Diagram on the benefits of open data, from the European Data Portal

Diagram on the benefits of open data, from the European Data Portal.

However, as surveys such as the Open Data Index, Open Data Barometer and Open Data Inventory have shown, there are still many gaps in important and potentially useful data that should be available, but isn’t. We’re still a long way from living in an open data utopia. For more on this point, please see my previous post “On the State of Open Data: does it face an identity crisis?”.

The reality is that open data has not really taken off with politicians. Rarely does one acknowledge the existence of the agenda, let alone set it as a political priority for economic development.
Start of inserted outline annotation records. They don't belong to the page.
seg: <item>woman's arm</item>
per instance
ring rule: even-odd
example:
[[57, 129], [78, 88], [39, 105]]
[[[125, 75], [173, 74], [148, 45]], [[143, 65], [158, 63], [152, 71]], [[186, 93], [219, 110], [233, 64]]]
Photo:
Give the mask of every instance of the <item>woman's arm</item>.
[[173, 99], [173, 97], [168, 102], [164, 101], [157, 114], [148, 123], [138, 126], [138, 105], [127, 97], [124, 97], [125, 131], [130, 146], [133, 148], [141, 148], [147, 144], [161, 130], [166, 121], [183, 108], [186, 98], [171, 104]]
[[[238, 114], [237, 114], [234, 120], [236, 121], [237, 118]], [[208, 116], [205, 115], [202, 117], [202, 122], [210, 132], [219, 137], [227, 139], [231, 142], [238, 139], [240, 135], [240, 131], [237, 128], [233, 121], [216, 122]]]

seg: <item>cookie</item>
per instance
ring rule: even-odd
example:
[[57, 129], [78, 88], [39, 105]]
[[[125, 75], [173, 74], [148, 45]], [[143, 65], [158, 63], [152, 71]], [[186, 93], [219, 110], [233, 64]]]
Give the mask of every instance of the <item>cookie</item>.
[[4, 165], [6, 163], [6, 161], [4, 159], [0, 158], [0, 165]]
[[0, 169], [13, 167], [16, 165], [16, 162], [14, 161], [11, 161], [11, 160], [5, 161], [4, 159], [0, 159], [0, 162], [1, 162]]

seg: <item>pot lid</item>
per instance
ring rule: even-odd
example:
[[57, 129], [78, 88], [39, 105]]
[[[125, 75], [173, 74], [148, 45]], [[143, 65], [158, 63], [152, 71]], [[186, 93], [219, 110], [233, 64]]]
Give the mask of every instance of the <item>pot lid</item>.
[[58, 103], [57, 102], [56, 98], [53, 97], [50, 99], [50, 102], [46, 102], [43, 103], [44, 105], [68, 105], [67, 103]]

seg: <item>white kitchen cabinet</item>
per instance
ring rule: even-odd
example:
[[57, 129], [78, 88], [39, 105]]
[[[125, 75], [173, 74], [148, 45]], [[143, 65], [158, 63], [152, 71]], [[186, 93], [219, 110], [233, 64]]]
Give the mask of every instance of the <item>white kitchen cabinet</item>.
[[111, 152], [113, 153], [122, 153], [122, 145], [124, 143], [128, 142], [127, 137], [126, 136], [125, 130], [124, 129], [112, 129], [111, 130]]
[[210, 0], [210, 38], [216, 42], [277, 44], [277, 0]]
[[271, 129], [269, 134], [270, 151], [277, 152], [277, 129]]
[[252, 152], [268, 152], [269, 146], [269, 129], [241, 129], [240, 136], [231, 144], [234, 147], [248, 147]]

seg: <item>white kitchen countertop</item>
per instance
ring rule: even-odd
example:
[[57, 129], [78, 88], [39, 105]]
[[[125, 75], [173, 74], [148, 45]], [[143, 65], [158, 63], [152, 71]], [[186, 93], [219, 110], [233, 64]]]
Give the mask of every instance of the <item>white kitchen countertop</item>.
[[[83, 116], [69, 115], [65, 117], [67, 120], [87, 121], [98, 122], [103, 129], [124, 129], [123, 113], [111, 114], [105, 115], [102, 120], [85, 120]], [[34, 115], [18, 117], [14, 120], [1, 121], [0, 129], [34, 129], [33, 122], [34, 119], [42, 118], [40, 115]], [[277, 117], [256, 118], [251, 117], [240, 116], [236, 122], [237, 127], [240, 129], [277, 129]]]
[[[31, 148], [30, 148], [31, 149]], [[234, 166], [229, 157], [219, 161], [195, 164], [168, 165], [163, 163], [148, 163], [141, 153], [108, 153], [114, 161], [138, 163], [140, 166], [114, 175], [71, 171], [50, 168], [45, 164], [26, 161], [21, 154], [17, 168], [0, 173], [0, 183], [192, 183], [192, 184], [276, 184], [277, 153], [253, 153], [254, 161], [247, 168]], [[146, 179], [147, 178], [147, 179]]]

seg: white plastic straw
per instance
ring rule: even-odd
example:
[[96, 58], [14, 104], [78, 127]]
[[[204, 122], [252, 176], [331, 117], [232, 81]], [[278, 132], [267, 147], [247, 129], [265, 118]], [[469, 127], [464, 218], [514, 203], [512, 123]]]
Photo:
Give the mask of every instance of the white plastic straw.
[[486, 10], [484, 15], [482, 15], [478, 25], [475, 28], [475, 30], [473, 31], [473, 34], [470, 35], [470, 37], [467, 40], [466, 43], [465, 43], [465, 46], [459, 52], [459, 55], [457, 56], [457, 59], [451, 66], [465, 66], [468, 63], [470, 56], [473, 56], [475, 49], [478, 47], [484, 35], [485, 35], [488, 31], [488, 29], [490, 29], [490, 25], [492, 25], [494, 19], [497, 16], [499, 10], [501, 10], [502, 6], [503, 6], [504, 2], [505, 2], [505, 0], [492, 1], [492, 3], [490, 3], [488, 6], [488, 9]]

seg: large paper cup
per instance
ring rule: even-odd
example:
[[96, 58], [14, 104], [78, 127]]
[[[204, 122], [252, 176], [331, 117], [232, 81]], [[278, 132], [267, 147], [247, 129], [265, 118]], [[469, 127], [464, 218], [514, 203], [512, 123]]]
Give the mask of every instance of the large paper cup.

That is despite the fact that, the more open data is available, the more it enables the private sector to leverage emerging artificial intelligence applications and innovate in products and services.

However, for people who work in the public sector and for people who often try to get data from governments by using access to information laws, it is often the case that access to data will be denied or hindered by managers using the same old excuses that we have been getting for many years.

The Open Data Bingo

A set of numbers that you sit while waiting for each one to be announced. Bingo! This is probably what has inspired the name of the original Open Data Bingo. It’s just a chart of the most common excuses people give for not opening up data. Then, it was improved upon by a few people, among them Christopher Gutteridge (University of Southampton) and Alexander Dutton (University of Oxford), by collaborating on a Google Docs document. It then took the Italian group Spaghetti Open Data, and Francesco Minazzi in particular, to adapt the Bingo to the Italian open data landscape and produce a website: “Il bingo delle scuse”.

The Italian Open Data Bingo

The Italian Open Data Bingo

Some time later, open data activist and current Director of the Open Knowledge Foundation chapter in Brazil, Fernanda Campagnucci, translated some of the content and adapted it to the Brazilian reality, drawing upon her own experience in opening up data in the local administration of the city of São Paulo. She put up a website online with this version. She then mentioned it while being a guest in an episode of the Pizza de Dados Podcast, and that’s how I first heard of the open data bingo.

When considering the arguments for the adaptation of this content for many different countries and cultures, it is remarkable how similar the barriers for opening up data are among them.

I then finished the translation and adaptation to the Brazilian context of the rest of the questions that were still in Italian, and gave it a fancy domain name. Hence, I hope this helps the Brazilian open data community argue more effectively to obtain data from public administrations. Let’s then try to fill those gaps in important data that should be, but is not yet open!

Just as this project did not start with me, it should not finish here. It is completely open licensed and available on Github. So fork it, create your version, and send me a pull request if you know Portuguese and has an useful argument against the excuses not to open up data. If you’re not familiar with Github, you can leave your comment on the forum as well. If you know the context of Brazilian laws, institutions and data landscape, all the better! Your contributions will be most welcome.